Я тоже выступала на том вечере, в самом конце. Когда объявили мою фамилию, поэт Борис Ширшов очнулся от своих тяжких переживаний, поглядел на меня неожиданно трезвым взглядом и выкрикнул:
— Ты дочь Якубова!
На него зашикали. Я с трудом пролепетала свое коротенькое произведение, тоже про любовь и смерть, и попыталась улизнуть. Но поэт Ширшов схватил меня и поволок за свой стол.
— Ты — Якубова! Твой отец — Якубов!.. О, Якубов!.. — Он чуть не задохнулся и замолчал на некоторое время. Потом продолжал уже спокойнее: — Ты знаешь, он мой учитель… О, как мы с Валькой Кайгородовым с ним пили! Но куда нам было до Юрия Федоровича… Он пьет — и Омара Хайяма читает… По зеленым коврам харасанских полей вырастают тюльпаны из сердца царей… Вырастают фиалки из праха красавиц, из пленительных родинок между бровей… Россия… поля харасанские… представляешь?!
Я представляла.
Знала я и о том, что через два года после войны мама, наконец, нашла постоянную и хорошую работу — в клубе военно-морского училища, мирно живущем в тысячах морских миль от моря.
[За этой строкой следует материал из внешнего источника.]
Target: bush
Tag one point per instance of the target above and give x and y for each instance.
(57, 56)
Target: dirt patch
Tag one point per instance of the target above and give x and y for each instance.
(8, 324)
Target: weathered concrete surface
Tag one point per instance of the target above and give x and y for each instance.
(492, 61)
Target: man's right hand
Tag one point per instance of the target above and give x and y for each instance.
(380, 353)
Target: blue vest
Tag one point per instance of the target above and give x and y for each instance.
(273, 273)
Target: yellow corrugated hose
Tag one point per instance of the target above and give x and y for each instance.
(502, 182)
И там в нее влюбился курсант, молодой и румяный мой папа-моряк. Якубов к этому времени, как и прежде случалось, исчез, и, похоже, навовсе…
Роман мамы и папы длился недолго, маму арестовали. Фамилия, начинающаяся на последнюю букву алфавита, не помогла — ее не вызвали, за нею пришли… передали привет от усатого. В тюрьме мама о Якубове вспомнила и о нем позаботилась — подала на развод. Сокамерница посоветовала, рассказала, как муж от нее не отказался, а она, дура, не догадалась сама развестись… ну, его и арестовали.